US State Department spokesman Matthew Miller threatened by saying the US would “not hesitate to take action” if Pyongyang provided weapons to Moscow. In response, the Kremlin said that Russian and North Korean interests mattered, “not warnings from Washington.” There are however “certain limitations” to Russian-North Korean military cooperation (to which Russia complies), as Putin himself acknowledged, probably referring to UN Security Council resolutions which Moscow voted for in the past. Even so, there are many points of cooperation to be explored – the challenge will be to navigate the aforementioned limitations.

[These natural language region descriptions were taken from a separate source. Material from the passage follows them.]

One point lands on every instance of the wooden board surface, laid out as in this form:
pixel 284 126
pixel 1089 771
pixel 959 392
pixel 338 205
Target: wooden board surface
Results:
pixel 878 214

On September 14, the national security advisers of Japan, South Korea, and the US jointly issued a warning pertaining to Russian-North Korean cooperation, thereating that there will be “clear consequences” if United Nations Security Council resolutions are breached. The White House said US National Security Advisor Jake Sullivan had talked with his South Korean and Japanese counterparts to discuss the Putin-Kim meeting.
Last year, amid the US-Japan-South Korea summit, I wrote on how frictions were escalating in the Korean peninsula, but also involved Russian-Japanese tensions. At the same time, Washington’s new stance on Taiwan added fuel to the fire. There is in fact another angle to Russian-North Korea discussions about strengthening military ties: they are about diversifying partners as much as they are also a response to US-Japanese-South Korean Pacific developments and Aukus.

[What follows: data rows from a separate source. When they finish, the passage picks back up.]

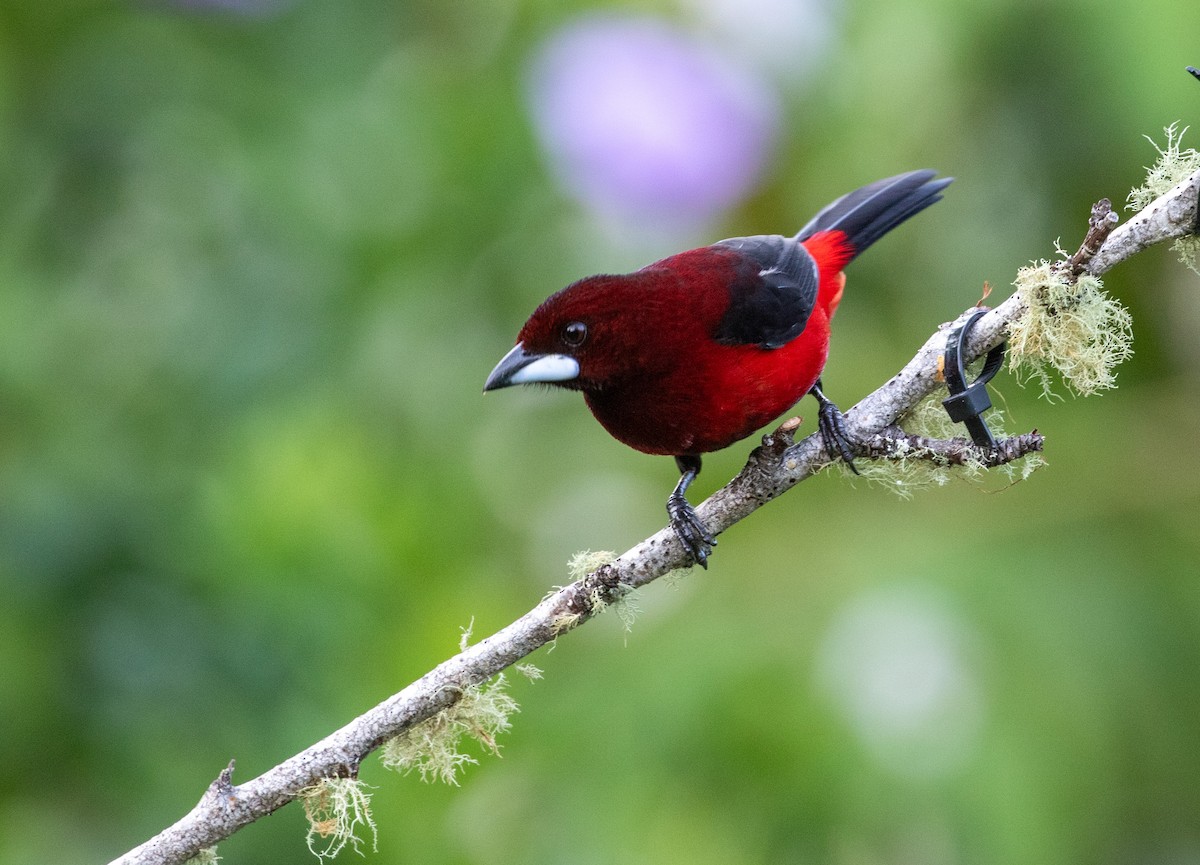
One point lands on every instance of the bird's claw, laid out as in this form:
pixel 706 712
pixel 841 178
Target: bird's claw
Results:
pixel 838 442
pixel 690 529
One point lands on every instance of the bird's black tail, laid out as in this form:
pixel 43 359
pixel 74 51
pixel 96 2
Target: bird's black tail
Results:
pixel 868 214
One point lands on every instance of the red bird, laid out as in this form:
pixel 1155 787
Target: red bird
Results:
pixel 696 352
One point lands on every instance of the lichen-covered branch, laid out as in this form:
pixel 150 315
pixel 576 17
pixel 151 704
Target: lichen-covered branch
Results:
pixel 772 469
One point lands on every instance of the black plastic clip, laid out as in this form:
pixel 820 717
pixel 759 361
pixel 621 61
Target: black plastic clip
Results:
pixel 966 403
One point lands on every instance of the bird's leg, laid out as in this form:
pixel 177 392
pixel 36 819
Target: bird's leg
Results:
pixel 693 533
pixel 832 424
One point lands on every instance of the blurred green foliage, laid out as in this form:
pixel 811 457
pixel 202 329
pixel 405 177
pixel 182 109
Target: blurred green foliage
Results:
pixel 253 270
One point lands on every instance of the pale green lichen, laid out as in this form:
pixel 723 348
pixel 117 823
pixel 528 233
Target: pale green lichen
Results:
pixel 1069 326
pixel 577 568
pixel 432 748
pixel 588 562
pixel 912 469
pixel 1174 166
pixel 337 809
pixel 528 671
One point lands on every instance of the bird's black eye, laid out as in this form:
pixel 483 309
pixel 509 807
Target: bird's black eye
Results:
pixel 575 332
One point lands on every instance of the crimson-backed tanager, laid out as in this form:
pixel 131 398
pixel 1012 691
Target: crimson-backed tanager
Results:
pixel 696 352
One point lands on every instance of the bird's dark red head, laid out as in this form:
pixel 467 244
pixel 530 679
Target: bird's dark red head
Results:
pixel 605 330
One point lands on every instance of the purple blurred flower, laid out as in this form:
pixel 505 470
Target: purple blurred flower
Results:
pixel 642 122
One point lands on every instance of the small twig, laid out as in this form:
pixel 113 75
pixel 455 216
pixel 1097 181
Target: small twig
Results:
pixel 1099 227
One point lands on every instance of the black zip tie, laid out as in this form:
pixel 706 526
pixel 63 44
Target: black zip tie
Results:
pixel 966 403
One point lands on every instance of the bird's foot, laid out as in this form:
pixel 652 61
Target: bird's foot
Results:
pixel 690 529
pixel 838 442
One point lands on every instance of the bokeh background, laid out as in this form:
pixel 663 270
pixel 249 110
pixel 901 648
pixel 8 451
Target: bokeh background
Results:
pixel 256 260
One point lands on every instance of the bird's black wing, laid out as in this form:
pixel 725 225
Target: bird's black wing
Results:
pixel 772 294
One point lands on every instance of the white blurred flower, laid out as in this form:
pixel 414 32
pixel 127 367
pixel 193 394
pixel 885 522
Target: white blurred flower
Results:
pixel 895 664
pixel 646 126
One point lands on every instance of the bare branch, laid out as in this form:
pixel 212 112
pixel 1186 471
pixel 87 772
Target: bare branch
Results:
pixel 772 469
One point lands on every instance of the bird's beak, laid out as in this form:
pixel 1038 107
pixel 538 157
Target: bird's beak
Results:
pixel 525 367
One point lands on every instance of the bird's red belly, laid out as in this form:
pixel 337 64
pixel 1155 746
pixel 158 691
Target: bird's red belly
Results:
pixel 708 403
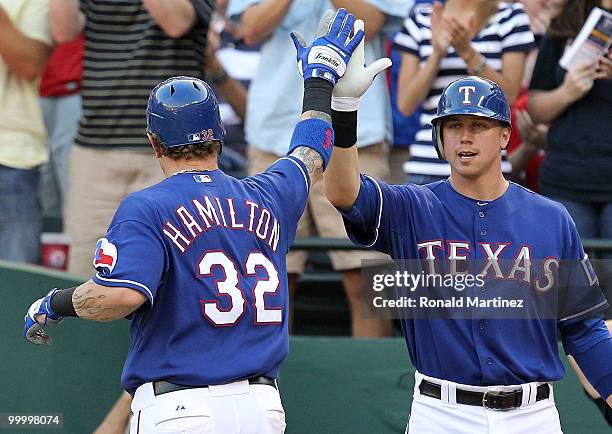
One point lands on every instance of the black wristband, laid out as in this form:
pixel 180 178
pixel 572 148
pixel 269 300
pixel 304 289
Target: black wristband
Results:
pixel 317 95
pixel 345 128
pixel 61 303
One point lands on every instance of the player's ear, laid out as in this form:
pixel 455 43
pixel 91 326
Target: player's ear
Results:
pixel 505 137
pixel 154 144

Much is talked about the Quad (the “Asian NATO”) described by Lavrov as a US-led policy aimed against China. From a Russian perspective, however, this initiative – together with the overall American “Indo-Pacific” policy, also affects balance in a web of state relationships in Asia. Thus, for Russia, engaging with North Korea is arguably also about balancing US-Japanese-South Korean influence in Asia.
For example, over two years ago, I wrote on how Biden’s approach to the DPRK had been a setback – this was so largely due to the fact that Washington saw any interaction with the country as “unacceptable” nuclear negotiations – and such an approach was hardly an incentive to bring Pyongyang back to the table.
Nothing much has changed in that regard. As I wrote, in 2021, talks with the US were (and still are) very unlikely to deliver much, the nuclear issue being a true impasse – this being so, a natural path for North Korea would be to enhance its bilateral relations with Moscow, who, after all, has always been critical of the sanctions against Pyongyang: even though Russia did join the 2013 sanctions against the Asian country (in line with UN Security Council Resolution 2087), talks about setting up an advanced “development zone” in the Russian Far East and North Korea started in 2015 – this being a sphere of cooperation free of the scope of sanctions back then. Li Haidong, a International Relations of China Foreign Affairs University professor wrote, also in 2021, that the Russia-China-North Korea trilateral relationship had the potential to advance regional stability in the region.
Although there has been a common will towards stability and peace in the Korean peninsula, Biden’s administration has largely been a hindrance. In any case, engaging with North Korea and “controlling” its existing nuclear arsenal is a much more realistic goal than full denuclearization. The hard reality is that Pyongyang has achieved nuclear power and will not let it go; thus, engaging with the DPRK is the only reasonable approach. In a way, this is also what Moscow is doing right now. To sum it up, the Russian strategy for the Korean peninsula should not be seen merely in the context of the ongoing conflict in Ukraine and arms deals but should also be seen from a larger geopolitical perspective.